The world would be a lovely place if we could each order it according to our personal wants and desires. But we can't. We can and should make decisions for ourselves. We cannot and should not force our individual tastes on others. Yet that is precisely what Mr. Weintraub wants to do, and we are supposed to calmly acquiesce to his demands because he claims to be a victim of our oppression.

If Weintraub thinks frottage, or "cockrubbing" as he terms it, is the most marvelous expression of gay sexuality in existence, then by all means he should practice it. I, and the overwhelming majority of other gay men, have a different opinion and are as entitled to our view as Mr. Weintraub is to his.

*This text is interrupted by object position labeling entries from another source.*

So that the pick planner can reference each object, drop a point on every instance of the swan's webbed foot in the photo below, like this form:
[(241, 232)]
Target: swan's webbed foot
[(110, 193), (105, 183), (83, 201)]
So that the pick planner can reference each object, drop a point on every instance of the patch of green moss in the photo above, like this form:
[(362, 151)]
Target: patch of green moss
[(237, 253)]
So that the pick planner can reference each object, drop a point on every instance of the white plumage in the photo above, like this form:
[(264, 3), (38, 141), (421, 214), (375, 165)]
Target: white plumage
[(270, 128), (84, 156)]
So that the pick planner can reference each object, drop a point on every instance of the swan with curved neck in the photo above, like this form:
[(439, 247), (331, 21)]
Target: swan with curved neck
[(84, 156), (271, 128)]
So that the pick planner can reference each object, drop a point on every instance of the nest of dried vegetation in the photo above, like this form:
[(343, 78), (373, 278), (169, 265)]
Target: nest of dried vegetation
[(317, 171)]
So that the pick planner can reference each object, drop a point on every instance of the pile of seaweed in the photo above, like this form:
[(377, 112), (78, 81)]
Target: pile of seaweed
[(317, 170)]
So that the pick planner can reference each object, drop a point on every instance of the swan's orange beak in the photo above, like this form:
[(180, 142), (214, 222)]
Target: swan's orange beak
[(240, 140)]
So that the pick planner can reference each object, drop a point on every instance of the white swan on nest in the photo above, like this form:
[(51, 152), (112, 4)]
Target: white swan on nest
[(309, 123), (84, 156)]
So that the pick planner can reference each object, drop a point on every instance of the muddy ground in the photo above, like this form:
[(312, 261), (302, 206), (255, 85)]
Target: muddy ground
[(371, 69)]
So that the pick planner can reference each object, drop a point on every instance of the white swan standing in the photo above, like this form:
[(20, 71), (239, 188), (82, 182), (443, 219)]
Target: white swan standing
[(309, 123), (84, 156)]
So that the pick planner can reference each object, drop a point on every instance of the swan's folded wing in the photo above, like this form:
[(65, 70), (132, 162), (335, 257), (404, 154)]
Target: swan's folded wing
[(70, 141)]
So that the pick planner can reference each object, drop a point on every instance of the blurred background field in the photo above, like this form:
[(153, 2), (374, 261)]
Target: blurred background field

How I express my sexuality, and what I consider to be the most-fulfilling expression of sexuality, is no one's business but my own. And if I want a self-appointed savior to direct my life and the conduct thereof, I can already choose from any number of oppressive televangelists who want to free me from the cultural tyranny of thinking for oneself. I do not need to add Mr. Weintraub, whose conduct and tactics are identical with the televangelists, to that already-lengthy list.

If you don't like taking it up the ass, don't do it. It's that simple. But please, Mr. Weintraub, kindly cease preaching that as an oppressed victim of the cultural tyranny of anal sex, you are right and the rest of us are wrong. You aren't entitled to make that decision for anyone but yourself.

And now, having had my say, I am going into the bedroom to be fucked up the ass by my partner of sixteen years -- all this talk of anal sex has my butthole just itchin' for a good romp!